I have some data that I have stored in a list and if I print out the list I see the following:
.
.
.
007 A000000 Y
007 B000000 5
007 C010100 1
007 C020100 ACORN FUND
007 C030100 N
007 C010200 2
007 C020200 ACORN INTERNATIONAL
007 C030200 N
007 C010300 3
007 C020300 ACORN USA
007 C030300 N
007 C010400 4
.
.
.
The dots before and after the sequence are to represent that there is other data that is similarily structured but might or might not not be part of this seventh item (007). if the first value in the seventh item is '007 A000000 Y' then I want to create a dictionary listing of some of the data items. I can do this and have done so by just running through all of the items in my list and comparing their values to some test values for the variables. For instance a line of code like:
if dataLine.find('007 B')==0:
numberOfSeries=int(dataLine.split()[2])
What I want to do though is
if dataLine.find(''007 A000000 Y')==0:
READ THE NEXT LINE RIGHT HERE
Right now I am having to iterate through the entire list for each cycle
I want to shorten the processing because I have about 60K files that have between 500 to 5,000 lines in each.

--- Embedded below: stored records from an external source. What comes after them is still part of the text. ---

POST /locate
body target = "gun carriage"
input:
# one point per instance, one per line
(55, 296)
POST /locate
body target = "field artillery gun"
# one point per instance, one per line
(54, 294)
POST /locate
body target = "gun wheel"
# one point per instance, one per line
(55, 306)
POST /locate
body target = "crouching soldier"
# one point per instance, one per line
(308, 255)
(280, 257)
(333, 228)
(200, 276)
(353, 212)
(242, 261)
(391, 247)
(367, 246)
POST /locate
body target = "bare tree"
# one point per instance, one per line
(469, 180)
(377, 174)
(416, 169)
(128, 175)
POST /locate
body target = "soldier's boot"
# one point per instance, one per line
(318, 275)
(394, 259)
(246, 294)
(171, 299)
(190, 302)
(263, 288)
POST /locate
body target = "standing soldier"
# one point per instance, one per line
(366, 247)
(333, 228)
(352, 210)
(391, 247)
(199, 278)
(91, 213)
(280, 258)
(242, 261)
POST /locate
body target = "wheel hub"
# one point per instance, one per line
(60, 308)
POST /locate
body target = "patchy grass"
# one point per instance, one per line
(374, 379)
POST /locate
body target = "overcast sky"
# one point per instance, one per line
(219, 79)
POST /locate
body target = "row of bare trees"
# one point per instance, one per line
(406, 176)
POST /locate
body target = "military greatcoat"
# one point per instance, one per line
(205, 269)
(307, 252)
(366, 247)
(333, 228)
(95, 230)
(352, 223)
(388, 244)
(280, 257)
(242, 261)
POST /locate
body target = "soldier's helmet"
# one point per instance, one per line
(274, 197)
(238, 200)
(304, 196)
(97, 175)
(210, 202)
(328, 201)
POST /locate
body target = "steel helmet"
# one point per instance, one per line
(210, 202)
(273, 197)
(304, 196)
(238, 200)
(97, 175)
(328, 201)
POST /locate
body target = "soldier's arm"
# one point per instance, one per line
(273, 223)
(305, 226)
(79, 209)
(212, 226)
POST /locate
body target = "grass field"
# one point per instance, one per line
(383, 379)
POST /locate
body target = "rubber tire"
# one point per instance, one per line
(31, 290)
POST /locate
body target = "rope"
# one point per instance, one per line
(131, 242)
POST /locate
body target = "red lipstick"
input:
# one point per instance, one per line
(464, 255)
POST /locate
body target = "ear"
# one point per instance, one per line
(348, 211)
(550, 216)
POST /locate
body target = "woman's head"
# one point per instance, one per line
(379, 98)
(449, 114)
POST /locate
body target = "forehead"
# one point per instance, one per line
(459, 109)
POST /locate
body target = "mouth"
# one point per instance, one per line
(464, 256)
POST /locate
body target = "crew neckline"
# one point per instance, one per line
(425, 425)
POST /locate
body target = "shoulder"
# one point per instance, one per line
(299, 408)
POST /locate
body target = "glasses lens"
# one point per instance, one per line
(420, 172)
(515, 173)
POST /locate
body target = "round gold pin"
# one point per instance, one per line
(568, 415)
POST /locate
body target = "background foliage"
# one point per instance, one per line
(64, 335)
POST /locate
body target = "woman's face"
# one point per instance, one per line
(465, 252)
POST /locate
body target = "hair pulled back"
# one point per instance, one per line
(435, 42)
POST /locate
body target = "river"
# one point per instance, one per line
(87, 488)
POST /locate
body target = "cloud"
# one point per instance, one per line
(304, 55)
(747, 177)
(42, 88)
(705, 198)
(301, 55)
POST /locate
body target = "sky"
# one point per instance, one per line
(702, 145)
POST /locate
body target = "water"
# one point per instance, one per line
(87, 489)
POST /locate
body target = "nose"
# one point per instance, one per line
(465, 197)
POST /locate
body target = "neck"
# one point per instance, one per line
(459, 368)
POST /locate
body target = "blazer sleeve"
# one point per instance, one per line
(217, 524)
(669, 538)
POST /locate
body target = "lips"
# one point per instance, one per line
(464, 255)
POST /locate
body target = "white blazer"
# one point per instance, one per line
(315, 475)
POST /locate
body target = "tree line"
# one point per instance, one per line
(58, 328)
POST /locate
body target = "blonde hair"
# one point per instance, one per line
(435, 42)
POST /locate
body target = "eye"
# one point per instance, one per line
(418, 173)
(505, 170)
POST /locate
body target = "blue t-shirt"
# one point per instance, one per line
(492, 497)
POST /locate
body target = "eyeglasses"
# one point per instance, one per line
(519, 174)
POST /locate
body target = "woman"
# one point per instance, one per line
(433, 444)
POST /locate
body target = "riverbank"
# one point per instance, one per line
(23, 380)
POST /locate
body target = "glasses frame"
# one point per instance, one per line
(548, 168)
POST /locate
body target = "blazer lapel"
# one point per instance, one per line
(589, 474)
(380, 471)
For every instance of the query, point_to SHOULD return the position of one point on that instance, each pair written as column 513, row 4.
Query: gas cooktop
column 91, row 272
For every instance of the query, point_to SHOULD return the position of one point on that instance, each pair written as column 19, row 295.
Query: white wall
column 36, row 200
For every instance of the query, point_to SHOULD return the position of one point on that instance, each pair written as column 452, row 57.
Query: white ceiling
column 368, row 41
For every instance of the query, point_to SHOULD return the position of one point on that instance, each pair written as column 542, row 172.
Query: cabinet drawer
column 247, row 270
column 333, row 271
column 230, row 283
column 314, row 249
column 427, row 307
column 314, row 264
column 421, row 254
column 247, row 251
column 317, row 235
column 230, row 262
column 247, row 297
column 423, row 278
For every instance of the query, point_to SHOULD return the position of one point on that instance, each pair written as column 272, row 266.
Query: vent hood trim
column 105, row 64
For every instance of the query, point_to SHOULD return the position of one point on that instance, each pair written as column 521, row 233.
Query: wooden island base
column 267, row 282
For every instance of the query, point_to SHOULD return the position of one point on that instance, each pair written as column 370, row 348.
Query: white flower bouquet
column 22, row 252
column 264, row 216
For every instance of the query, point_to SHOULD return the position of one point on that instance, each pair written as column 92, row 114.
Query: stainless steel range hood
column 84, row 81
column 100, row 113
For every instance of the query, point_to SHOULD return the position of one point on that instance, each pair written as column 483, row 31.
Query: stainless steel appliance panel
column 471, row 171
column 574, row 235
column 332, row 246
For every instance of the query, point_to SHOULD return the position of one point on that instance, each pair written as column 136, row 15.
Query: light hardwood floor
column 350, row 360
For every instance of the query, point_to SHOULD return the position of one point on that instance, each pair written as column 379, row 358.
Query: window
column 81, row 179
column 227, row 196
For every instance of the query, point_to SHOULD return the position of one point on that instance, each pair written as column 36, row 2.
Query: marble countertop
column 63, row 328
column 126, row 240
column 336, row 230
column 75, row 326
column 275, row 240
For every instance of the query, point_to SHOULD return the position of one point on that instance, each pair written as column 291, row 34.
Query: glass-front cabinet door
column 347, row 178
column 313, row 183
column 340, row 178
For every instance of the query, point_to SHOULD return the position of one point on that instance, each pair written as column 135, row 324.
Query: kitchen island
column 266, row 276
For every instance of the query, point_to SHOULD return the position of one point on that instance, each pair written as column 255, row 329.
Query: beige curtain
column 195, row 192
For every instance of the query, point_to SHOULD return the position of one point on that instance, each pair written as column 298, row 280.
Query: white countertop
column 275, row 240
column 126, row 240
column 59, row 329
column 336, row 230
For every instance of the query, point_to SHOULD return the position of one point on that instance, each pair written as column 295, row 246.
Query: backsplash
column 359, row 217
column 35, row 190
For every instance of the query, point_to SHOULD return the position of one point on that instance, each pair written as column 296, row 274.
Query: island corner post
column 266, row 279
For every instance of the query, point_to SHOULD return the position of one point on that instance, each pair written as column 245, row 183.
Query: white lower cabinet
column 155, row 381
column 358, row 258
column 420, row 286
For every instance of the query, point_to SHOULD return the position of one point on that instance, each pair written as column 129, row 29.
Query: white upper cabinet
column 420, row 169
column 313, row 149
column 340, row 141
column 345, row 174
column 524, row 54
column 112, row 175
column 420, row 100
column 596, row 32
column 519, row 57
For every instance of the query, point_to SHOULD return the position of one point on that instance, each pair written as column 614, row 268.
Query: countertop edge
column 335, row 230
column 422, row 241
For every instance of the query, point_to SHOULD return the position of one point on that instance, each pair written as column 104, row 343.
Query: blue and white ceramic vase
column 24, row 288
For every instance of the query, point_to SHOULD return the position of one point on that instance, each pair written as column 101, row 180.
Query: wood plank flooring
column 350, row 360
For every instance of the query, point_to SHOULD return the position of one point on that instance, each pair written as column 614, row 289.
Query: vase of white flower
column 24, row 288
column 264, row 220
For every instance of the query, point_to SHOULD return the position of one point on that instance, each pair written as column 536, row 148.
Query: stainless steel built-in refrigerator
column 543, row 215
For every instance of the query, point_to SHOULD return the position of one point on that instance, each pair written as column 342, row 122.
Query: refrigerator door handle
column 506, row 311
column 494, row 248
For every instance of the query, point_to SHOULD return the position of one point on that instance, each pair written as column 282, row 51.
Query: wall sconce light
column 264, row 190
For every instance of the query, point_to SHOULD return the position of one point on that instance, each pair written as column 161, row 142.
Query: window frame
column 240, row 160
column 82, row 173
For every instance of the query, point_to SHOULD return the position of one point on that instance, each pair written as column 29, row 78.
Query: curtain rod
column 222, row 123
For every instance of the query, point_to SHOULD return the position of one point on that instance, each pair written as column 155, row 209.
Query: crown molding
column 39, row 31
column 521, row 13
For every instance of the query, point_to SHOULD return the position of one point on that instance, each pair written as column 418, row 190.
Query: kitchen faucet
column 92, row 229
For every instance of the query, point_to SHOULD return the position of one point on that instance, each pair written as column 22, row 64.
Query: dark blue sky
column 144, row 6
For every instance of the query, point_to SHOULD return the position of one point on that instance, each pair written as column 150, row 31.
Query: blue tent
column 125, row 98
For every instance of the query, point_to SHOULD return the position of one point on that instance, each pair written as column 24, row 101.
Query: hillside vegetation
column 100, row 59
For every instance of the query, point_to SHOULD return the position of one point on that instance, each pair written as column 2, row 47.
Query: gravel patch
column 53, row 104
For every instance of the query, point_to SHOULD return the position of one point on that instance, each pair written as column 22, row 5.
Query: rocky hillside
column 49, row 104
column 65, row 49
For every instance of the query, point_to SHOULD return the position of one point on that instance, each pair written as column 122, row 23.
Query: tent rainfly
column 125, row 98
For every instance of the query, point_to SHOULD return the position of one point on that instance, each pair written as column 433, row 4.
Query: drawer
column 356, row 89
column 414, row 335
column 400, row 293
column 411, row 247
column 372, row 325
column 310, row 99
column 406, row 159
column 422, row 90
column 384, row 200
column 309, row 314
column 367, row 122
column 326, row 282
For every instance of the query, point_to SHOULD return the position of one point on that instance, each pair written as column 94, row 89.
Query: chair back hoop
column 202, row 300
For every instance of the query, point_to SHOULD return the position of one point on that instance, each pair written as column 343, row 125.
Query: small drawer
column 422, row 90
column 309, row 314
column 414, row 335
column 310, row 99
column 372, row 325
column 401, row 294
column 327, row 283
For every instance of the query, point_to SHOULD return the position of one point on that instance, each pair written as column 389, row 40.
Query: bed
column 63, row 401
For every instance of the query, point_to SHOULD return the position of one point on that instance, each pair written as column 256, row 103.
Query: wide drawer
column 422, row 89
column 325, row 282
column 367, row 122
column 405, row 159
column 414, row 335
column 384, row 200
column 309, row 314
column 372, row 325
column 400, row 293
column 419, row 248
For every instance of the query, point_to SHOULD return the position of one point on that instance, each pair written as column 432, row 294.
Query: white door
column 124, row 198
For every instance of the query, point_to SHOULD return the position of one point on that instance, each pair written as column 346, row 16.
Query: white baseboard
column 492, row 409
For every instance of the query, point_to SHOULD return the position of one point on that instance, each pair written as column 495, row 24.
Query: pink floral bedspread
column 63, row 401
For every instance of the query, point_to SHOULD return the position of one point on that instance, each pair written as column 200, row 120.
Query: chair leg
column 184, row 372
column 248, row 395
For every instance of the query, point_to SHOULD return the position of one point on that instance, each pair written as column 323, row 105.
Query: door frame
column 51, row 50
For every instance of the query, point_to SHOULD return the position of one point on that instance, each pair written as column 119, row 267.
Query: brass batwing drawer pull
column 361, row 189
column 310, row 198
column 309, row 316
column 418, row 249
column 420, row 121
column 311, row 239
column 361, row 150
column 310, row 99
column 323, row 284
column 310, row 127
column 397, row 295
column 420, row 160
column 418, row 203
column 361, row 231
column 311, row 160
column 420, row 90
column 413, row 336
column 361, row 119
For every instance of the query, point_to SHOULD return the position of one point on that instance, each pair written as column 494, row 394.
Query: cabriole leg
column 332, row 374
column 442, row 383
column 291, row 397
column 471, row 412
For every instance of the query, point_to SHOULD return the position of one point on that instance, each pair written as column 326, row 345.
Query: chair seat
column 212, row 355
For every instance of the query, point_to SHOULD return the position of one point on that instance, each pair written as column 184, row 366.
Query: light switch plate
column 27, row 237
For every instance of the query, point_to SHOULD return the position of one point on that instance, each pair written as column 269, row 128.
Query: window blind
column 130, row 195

I have thought about creating another reference to the list and counting the datalines until dataLine.find(''007 A000000 Y')==0. But that does not seem like it is the most elegant solution.
Okay-while I was Googling to make sure I had covered my bases I came across a solution:
I find that I forget to think in Lists and Dictionaries even though I use them. Python has some powerful tools to work with these types to speed your ability to manipulate them.
I need a slice so the slice references are easily obtained by
beginPosit = tempans.index('007 A000000 Y')
endPosit = min([i for i, item in enumerate(tempans) if '008 ' in item])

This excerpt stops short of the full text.